# Robustness of the obtained models to Adversarial Examples using the DeepFool algorithm for multi-class problems

## Introduction

This Jupyter notebook was created by Antónia Brito, António Cardoso and Pedro Sousa for the Machine Learning II (CC3043) course at University of Porto. It serves as a practical execution of the _DeepFool_ algorithm as an evaluation strategy for the robustness of the obtained models against adversarial examples.

## Authorship

- **Author:** Antónia Brito, António Cardoso, Pedro Sousa
- **University:** Faculty of Science from University of Porto
- **Course:** Machine Learning II (CC3043)
- **Date:** 05/12/2023


## The *DeepFool* Algorithm

Seyed-Mohsen Moosavi-Dezfooli, Alhussein Fawzi and Pascal Frossard published a paper proposing an algorithm entitled DeepFool to evaluate with a simple and accurate methodology the robustness of a classifier against adversarial examples ([link to the publication in PDF format](https://openaccess.thecvf.com/content_cvpr_2016/papers/Moosavi-Dezfooli_DeepFool_A_Simple_CVPR_2016_paper.pdf)).

For a given classifier and example, the algorithm is set to compute the minimal perturbation that is sufficient to change the estimated label. For the remainder of the section, the following notation will be used:

- $f$: a given classifier that outputs a vector with the probability distribution for the classification associated with its probability index.

- $x$: a given example.

- $X$: the domain of the examples.

- $T$: the domain of test examples available.

- $k$: a possible classification of the considered problem. Thus, the probability of the classification of an example $x$ to be $k$ is $f_k(x)$.

- $\hat{k}(x)$: the estimated classification of a given example. It is noted that $\hat{k}(x) = argmax_k( f_k(x) )$.

- $\hat{r}(x)$: the minimal perturbation for which $\hat{k}(x) \ne \hat{k}(x+\hat{r}(x))$.

The DeepFool algorithm only outputs the value of the minimal perturbation $\hat{r}(x)$ of a given example $x$. The following pseudocode represents the DeepFool algorithm:

![DeepFool Algorithm](./deepfool_alg.png)

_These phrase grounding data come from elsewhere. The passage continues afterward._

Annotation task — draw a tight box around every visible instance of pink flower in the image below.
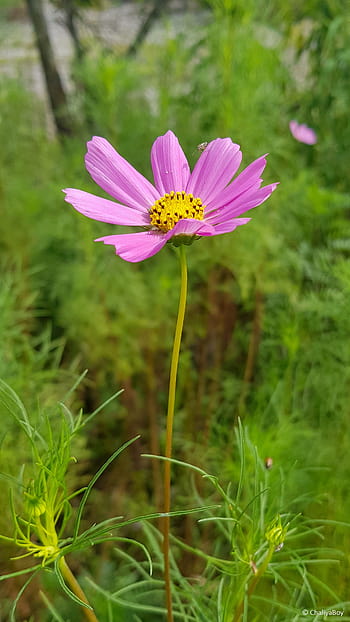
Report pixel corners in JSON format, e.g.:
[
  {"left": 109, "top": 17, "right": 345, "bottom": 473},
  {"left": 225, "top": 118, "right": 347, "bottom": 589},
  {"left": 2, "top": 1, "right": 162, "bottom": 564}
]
[
  {"left": 289, "top": 120, "right": 317, "bottom": 145},
  {"left": 63, "top": 131, "right": 278, "bottom": 263}
]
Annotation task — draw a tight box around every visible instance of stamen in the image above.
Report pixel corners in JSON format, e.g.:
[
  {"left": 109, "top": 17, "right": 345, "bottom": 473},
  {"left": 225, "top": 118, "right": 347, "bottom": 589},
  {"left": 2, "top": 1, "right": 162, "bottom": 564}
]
[{"left": 149, "top": 190, "right": 205, "bottom": 233}]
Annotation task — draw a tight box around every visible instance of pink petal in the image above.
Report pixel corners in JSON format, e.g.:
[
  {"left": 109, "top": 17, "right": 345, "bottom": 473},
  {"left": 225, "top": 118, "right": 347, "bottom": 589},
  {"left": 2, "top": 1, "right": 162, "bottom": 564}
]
[
  {"left": 211, "top": 218, "right": 251, "bottom": 235},
  {"left": 63, "top": 189, "right": 150, "bottom": 226},
  {"left": 204, "top": 182, "right": 261, "bottom": 223},
  {"left": 186, "top": 138, "right": 242, "bottom": 204},
  {"left": 95, "top": 231, "right": 167, "bottom": 263},
  {"left": 289, "top": 120, "right": 317, "bottom": 145},
  {"left": 85, "top": 136, "right": 159, "bottom": 211},
  {"left": 206, "top": 155, "right": 268, "bottom": 214},
  {"left": 151, "top": 130, "right": 191, "bottom": 195},
  {"left": 207, "top": 183, "right": 278, "bottom": 224},
  {"left": 205, "top": 180, "right": 263, "bottom": 221},
  {"left": 165, "top": 218, "right": 215, "bottom": 240}
]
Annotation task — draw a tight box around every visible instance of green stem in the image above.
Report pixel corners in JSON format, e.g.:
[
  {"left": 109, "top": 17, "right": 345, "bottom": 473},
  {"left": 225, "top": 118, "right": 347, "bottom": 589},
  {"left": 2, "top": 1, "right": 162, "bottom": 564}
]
[
  {"left": 58, "top": 556, "right": 99, "bottom": 622},
  {"left": 232, "top": 545, "right": 274, "bottom": 622},
  {"left": 163, "top": 245, "right": 188, "bottom": 622}
]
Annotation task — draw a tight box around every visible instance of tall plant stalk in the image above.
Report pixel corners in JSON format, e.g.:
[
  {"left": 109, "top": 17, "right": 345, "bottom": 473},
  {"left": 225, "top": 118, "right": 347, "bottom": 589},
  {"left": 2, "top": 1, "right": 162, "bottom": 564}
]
[
  {"left": 163, "top": 245, "right": 188, "bottom": 622},
  {"left": 232, "top": 544, "right": 275, "bottom": 622}
]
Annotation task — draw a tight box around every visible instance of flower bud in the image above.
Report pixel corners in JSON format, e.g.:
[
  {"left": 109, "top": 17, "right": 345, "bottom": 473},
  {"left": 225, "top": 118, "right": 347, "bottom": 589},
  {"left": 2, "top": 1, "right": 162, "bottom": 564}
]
[{"left": 265, "top": 514, "right": 288, "bottom": 551}]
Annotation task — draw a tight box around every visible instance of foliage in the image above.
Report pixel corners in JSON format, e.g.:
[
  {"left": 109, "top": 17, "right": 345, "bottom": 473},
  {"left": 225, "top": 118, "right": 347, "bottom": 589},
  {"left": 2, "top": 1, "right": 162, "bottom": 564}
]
[{"left": 0, "top": 379, "right": 151, "bottom": 620}]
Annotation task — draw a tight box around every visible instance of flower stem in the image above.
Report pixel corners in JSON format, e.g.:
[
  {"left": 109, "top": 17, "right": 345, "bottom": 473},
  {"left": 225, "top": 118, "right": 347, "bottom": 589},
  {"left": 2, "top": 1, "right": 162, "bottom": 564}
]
[
  {"left": 58, "top": 556, "right": 99, "bottom": 622},
  {"left": 232, "top": 545, "right": 274, "bottom": 622},
  {"left": 163, "top": 245, "right": 188, "bottom": 622}
]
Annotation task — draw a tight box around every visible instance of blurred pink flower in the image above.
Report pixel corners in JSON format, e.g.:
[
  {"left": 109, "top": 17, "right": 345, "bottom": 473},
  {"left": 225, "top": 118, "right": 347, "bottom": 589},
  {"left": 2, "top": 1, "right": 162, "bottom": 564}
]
[
  {"left": 289, "top": 120, "right": 317, "bottom": 145},
  {"left": 64, "top": 131, "right": 277, "bottom": 263}
]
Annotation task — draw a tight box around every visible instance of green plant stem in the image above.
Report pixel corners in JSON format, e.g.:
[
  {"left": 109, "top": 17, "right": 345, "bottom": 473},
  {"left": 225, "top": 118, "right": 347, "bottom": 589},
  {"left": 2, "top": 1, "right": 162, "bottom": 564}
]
[
  {"left": 58, "top": 556, "right": 99, "bottom": 622},
  {"left": 163, "top": 245, "right": 188, "bottom": 622},
  {"left": 232, "top": 545, "right": 274, "bottom": 622}
]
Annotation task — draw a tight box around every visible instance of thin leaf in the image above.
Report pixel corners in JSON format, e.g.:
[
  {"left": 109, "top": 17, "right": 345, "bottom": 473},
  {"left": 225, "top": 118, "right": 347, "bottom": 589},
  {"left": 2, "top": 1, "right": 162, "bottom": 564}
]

Finally, the proposed formal definition for the robustness to adversarial examples of a given classifier is the expected value over the domain of examples for the norm of the minimal perturbation for an example divided by the norm of that same example. For practical purposes, the aforementioned expected value is approximated to the mean value for all examples in the available test domain of the classifier:

$\rho_{adv}(f) = 𝔼_X \frac{||\hat{r}(x)||_2}{||x||_2} ≈ \frac{1}{|T|} ∑_{x\in T} \frac{||\hat{r}(x)||_2}{||x||_2}$


In [1]:
# this notebook was entirely run using Google Colab
# to access the models' data through a cloud drive, this initial code block was needed
from google.colab import drive
drive.mount('/content/drive')

Mounted at /content/drive


### Implementation of the DeepFool algorithm for multi-class problems on a given model and input example

In [2]:
# import of relevant libraries

import tensorflow as tf
from tensorflow import keras
from tensorflow.keras import models, layers, regularizers, optimizers
from tensorflow.python.client import device_lib
import pandas as pd
import numpy as np
import pickle
import os
import librosa
from copy import deepcopy

In [3]:
# function that calculates the gradient of the k-th element in the model output, given a input x, with respect to the input x
def get_gradient(model, x, k):

    # compute the k-th value of the model output using x as the input under the watch of tensorflow's GradientTape
    with tf.GradientTape(persistent=True) as tape:
        inputs = [tf.cast(input_value, dtype=tf.float64) for input_value in x]
        for input_value in inputs:
            tape.watch(input_value)
        results = model(inputs)
        results_k = results[0,k]

    # obtain the gradient of the k-th element in the model output w.r.t. the input
    gradients = tape.gradient(results_k, inputs)
    del tape
    return [grad.numpy() for grad in gradients], results


# function that implements the DeepFool algorithm
# model: the model to be used in the algorithm
# x0: the initial input without any perturbation
# eta: an overshoot value to be multiplied with each iteration's perturbation
# max_iter: maximum nummber of iterations  the algorithm is allowed to execute
def deepfool(model, x0, eta=0.01, max_iter=20):

    # obtain the initial estimated label
    f_x0 = model(x0).numpy().flatten()
    label_x0 = f_x0.argsort()[::-1][0]

    loop_i = 0
    xi = deepcopy(x0)
    label_xi = label_x0
    r = []

    # main loop
    while label_xi == label_x0 and loop_i < max_iter:
        w_l = [np.zeros(x_input.shape) for x_input in x0]
        f_l = 0
        fk_wk_min = np.inf
        grad_f_label_x0_on_xi, f_xi = get_gradient(model, xi, label_x0)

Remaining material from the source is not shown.